[lttng-dev] CTF stress tests

Thu Nov 20 14:27:58 EST 2014

CC-ing lttng-dev since this applies to Babeltrace.

On Tue, Nov 18, 2014 at 9:50 AM, Matthew Khouzam
<matthew.khouzam at ericsson.com> wrote:
> Hi,
> I was looking into the CTF stress tests.
> They are good, but I don't know if we want them in our standard test
> cases. They basically check the scalability of the computer it is being
> run on in most cases and in all cases, the test of reading 12g of files

I respectfully disagree.

In most tests, there is definitely a smart way to deal with the trace.
That is not to say that all implementations are expected to support
every imaginable test cases. However, they should strive to, at the
very least, gracefully handle failures to read traces and document their
limitations as the spec imposes very few.

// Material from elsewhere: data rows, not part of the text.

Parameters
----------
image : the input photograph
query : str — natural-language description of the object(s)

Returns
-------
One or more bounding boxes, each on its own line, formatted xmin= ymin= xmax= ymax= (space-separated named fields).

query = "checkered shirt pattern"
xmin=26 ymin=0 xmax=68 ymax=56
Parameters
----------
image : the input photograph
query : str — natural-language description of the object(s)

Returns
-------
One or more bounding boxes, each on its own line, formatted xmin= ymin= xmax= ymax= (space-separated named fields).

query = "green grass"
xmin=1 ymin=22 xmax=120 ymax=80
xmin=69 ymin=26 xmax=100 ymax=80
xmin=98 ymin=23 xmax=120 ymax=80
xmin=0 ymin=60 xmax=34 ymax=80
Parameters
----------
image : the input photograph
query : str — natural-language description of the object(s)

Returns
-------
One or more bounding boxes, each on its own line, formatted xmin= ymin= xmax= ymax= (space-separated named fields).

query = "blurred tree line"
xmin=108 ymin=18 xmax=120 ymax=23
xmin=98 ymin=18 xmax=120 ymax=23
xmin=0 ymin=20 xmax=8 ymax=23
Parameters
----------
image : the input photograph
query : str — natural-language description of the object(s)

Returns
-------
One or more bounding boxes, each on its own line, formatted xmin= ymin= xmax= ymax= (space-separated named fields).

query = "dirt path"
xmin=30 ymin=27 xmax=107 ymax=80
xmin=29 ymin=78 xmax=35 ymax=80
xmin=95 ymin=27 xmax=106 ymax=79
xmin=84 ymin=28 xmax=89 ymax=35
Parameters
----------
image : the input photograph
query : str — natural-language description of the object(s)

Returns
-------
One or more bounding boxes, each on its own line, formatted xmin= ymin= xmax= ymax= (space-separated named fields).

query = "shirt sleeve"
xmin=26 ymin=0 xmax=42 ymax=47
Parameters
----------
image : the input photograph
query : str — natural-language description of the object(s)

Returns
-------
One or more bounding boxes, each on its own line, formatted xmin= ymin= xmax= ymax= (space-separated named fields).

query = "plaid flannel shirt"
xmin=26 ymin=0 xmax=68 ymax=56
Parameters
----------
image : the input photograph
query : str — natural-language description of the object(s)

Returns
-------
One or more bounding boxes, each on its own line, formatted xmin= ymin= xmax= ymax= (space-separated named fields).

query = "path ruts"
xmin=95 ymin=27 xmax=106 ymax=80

While I agree that some of these tests are far-fetched (you're not likely
to see a CTF trace with a 32 768 level deep structure any time soon),
traces with enough streams to exhaust the max fd count are not
far-fetched at all. In fact, tracing any decently-sized cluster will bust
that limit in no time.

Handling a multi-megabyte sequence (~100mb), something that
Babeltrace can't do at the moment, may seem unreasonable at first.
It quickly becomes very pertinent when people start talking of core
dumping to a CTF trace.

> is rather prohibitive. That being said, maybe having this as a weekly
> build could be an interesting idea. Also, I don't think the idea that
> busting the heap size is a good indication of a test failure. I can
> always allocate more heap at the problem. :)

Unfortunately, my motherboard's DIMM slots are already full. ;-)

>
> Now for a breakdown of the tests:
> ├── gen.sh
> ├── metadata
> │   └── pass
> │       ├── large-metadata - interesting test, I think something like
> this should be used to improve robustness
> │       ├── long-identifier - this should be our approach here, I think
> http://stackoverflow.com/questions/6007568/what-is-max-length-for-an-c-c-identifier-on-common-build-systems

If you mean that an implementation should document its limitations,
I agree.

> │       ├── many-callsites - works here until we oome but it's slow to
> test and we don't have a real application to validate the data yet. So
> it's good, but we may wish to put efforts elsewhere for now.
> │       ├── many-stream-class - This test is looking at the max size of
> an array...

Not sure what you mean here although I agree that reading a trace with
16 million stream classes is not a "realistic" test.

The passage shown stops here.